İnsanlık tarihinden bu yana göç, hayatın bir parçası olmuştur, iklim değişikliği, savaş tehlikesi ve keşfetme duygusu gibi nedenlerden dolayı. Yine insanlık kendini tanımaya başladığından, artı üretime geçtiğinden beri yönetim kademesinde kendilerini konumlandıran az sayıdaki insanın, kendi menfaatleri için halkı, doğayı feda etmeye razı geldiği görülür.
Suriye’deki iç savaş nedeniyle 2011 yılından beri ülkemizde yaşayan Suriyeli mülteciler konusu, bu durumun neden olduğu bir sonuçtur. Son zamanlarda siyasi arenanın etkisiyle bir anda Suriyelilere sanki insan değil de korkulacak başka varlıklar olarak bakıldı. Bu durum, bana yıllar önce yaşadığım bir olayı hatırlattı.
KİMSESİZCE ÖLMEK
Hayatımın bir döneminde, özel bir hastanenin yemek servisi bölümünde çalıştım. Yoğun bakım ünitesine servis yaptığımız sırada kadın doktor ara koridora geldi. O küçük koridorda bizimle birlikte bir Türk hasta yakını ile Suriyeli hasta yakını vardı.
Doktor Hanım, önce Türk olan hasta yakınına, büyük bir üzüntüyle yoğun bakımdaki yakınının vefat haberini verdi. Kadın hasta yakını hâliyle ağladı, sızladı. Doktor Hanım “Yaşı ilerlemişti, kalbi dayanamadı.” gibi sözler sarf ederek hasta yakınını kendince teselli etti. Sonra Suriyeli gencin yanına geldi, “Hastaneye getirdiğin kişi neyin oluyor?” diye sordu. Genç de “Arkadaşım, ailesi Suriye’de. Sadece kendisi burada yaşıyor.” dedi. Doktor “Enfeksiyon kapmış, elimizden geleni yaptık ama kurtaramadık.” dedi. Suriyeli gencin yüzüne ağır bir hüzün çöktü. Bir şey söyleyemedi.

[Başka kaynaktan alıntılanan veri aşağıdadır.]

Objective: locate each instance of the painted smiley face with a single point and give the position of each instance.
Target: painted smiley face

Hastanede çalıştığım sürede birçok ölüm haberini duydum. Bir süre sonra kanıksıyor insan, bu zor ve acı durumu. Üzülsek bile ateş düştüğü yeri yakıyor nihayetinde ama dolaylı yoldan tanık olduğum bu olay beni derinden etkiledi. Bilmediği bir ülkede, bilmediği bir şehirde ve bilmediği bir hastanenin kasvetli yoğun bakım ünitesinde yaşam savaşını kaybetmişti. O an düşündüğüm ilk kişi annesi oldu. Hissetmiş midir acaba, yüreğine sızı düşmüş müdür? El bebek gül bebek büyüttüğü oğlunun kimsesiz bir şekilde bakımsızlıktan öleceği aklına gelmiş midir?

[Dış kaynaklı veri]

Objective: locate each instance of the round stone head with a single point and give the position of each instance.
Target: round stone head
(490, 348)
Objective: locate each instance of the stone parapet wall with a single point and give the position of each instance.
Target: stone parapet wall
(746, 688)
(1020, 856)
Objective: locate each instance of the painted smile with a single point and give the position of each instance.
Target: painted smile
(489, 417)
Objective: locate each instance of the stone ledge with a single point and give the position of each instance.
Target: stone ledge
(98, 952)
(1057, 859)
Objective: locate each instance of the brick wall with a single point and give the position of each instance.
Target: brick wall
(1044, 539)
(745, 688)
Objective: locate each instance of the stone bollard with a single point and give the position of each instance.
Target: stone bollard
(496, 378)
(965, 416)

Herkes bir gün ebediyete kavuşacak illa ama kim dilini bilmediği bir yerde, son bir söz söyleyemeden, kimsesizce ölmek ister ki? Toplumun demografik yapısının bozulma süreci, yerel halkın maruz kaldığı haksızlıklar, sistemin suçu olsa gerek.

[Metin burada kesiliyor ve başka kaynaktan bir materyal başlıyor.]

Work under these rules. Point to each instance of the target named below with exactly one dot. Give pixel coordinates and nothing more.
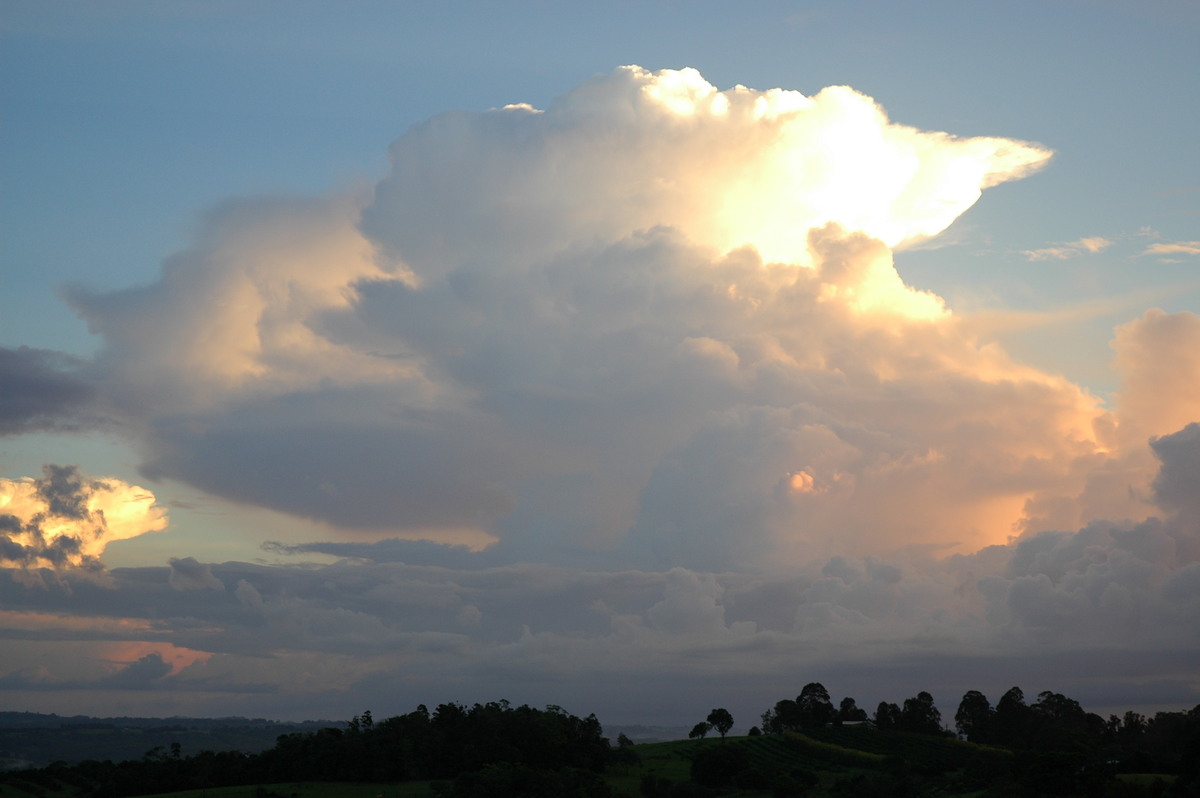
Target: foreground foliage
(497, 750)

Niyetim, demagoji yapmak değil lakin mücadele edilmesi gereken durum ya da düşünce savaşı çıkaran bir avuç insan müsveddesi olmalı. Dışlanacak kişiler, günahsız, masum insanlar olmamalı. Zalimin zulmünden değil asıl, mazlumun ahından korkmalıyız.